As gravações e a pós-produção foram feitas no home studio de Luiz Martins, que assina sua primeira produção para um projeto externo, depois de lançar trabalhos solo como Lauiz e integrar a banda Pelados, também da Matraca Records.

Nasceu, assim, um disco que soa simples à primeira escuta, mas carrega um processo longo e cuidadoso, da formação da banda até sua estreia nos streamings.

Desde os primeiros singles, o que chama atenção é o contraste entre o caos externo e o interno, um dos eixos centrais do disco, sobretudo nas letras.
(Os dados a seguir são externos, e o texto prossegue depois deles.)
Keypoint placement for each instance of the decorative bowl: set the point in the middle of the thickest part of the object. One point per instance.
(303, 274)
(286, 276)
“A ideia que guia ‘Não tem nada para ver aqui’ apareceu quando o Edu chegou meio cabisbaixo num ensaio, falando que vinha sentindo que o mundo andava rápido demais e que ele não conseguia acompanhar. É um sentimento com o qual a gente se identificou, nós quatro. Logo, começou a ficar claro que isso era um assunto subjacente nas composições que já estavam prontas”, compartilhou Miguel.
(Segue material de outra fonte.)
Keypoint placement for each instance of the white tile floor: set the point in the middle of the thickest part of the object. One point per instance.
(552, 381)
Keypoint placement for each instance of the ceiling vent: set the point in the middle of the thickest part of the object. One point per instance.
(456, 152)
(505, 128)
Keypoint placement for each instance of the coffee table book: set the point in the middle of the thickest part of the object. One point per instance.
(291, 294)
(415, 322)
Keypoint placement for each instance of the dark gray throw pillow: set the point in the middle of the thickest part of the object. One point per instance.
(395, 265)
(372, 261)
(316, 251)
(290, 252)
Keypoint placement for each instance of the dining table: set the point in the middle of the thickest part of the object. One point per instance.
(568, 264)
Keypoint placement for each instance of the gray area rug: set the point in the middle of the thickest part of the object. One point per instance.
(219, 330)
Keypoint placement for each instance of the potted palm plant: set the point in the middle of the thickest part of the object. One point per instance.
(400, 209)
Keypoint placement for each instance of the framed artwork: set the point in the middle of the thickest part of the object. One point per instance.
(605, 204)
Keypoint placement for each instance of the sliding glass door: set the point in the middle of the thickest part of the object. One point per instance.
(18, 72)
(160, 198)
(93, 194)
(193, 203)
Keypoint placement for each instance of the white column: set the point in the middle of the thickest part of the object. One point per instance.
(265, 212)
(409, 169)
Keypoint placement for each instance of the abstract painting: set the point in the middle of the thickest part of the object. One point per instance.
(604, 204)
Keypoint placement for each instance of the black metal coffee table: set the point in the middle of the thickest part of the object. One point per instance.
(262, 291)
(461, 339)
Frases como “Você vai ficar velho, o mundo vai ficar velho também” e “Vou lembrar com carinho de você/ Você sabe que eu não entendo/ mas eu aceito te perder” traduzem bem essa sensação, um casamento delicado entre o período que o grupo levou para fazer o disco e o tempo que as letras pedem para serem sentidas.

As composições também são atravessadas por referências brasileiras clássicas e contemporâneas.

“O trabalho nas letras envolveu muitas inspirações daqui. Em ‘É de Pano’, a letra puxa um pouco os caminhos de Sophia Chablau e uma Enorme Perda de Tempo. Quando a gente fez ‘Você Fica Velho’, estávamos todos meio imersos no catálogo do Lô Borges e principalmente do Milton Nascimento, e acho que isso transparece de alguma forma. Quando fizemos ‘Quadros’, só consegui desempacar na letra depois de ouvir muito aquele álbum do Caetano Veloso, ‘Estrangeiro’. Sem falar em ‘Desamarrado’, uma canção que bebe muito d’O Terno”, conta Miguel.

Nos arranjos, o destaque vai para a construção instrumental precisa, inventiva e coesa que bebe na fonte do pós-punk de bandas como Joy Division e Talking Heads, e do indie dos anos 2000, tipo Radiohead mesmo. Essa base cria uma atmosfera quase internacional para o disco, que lembra o clima melancólico e experimental de álbuns como “In Rainbows” ou “Amnesiac”, da banda de Thom Yorke.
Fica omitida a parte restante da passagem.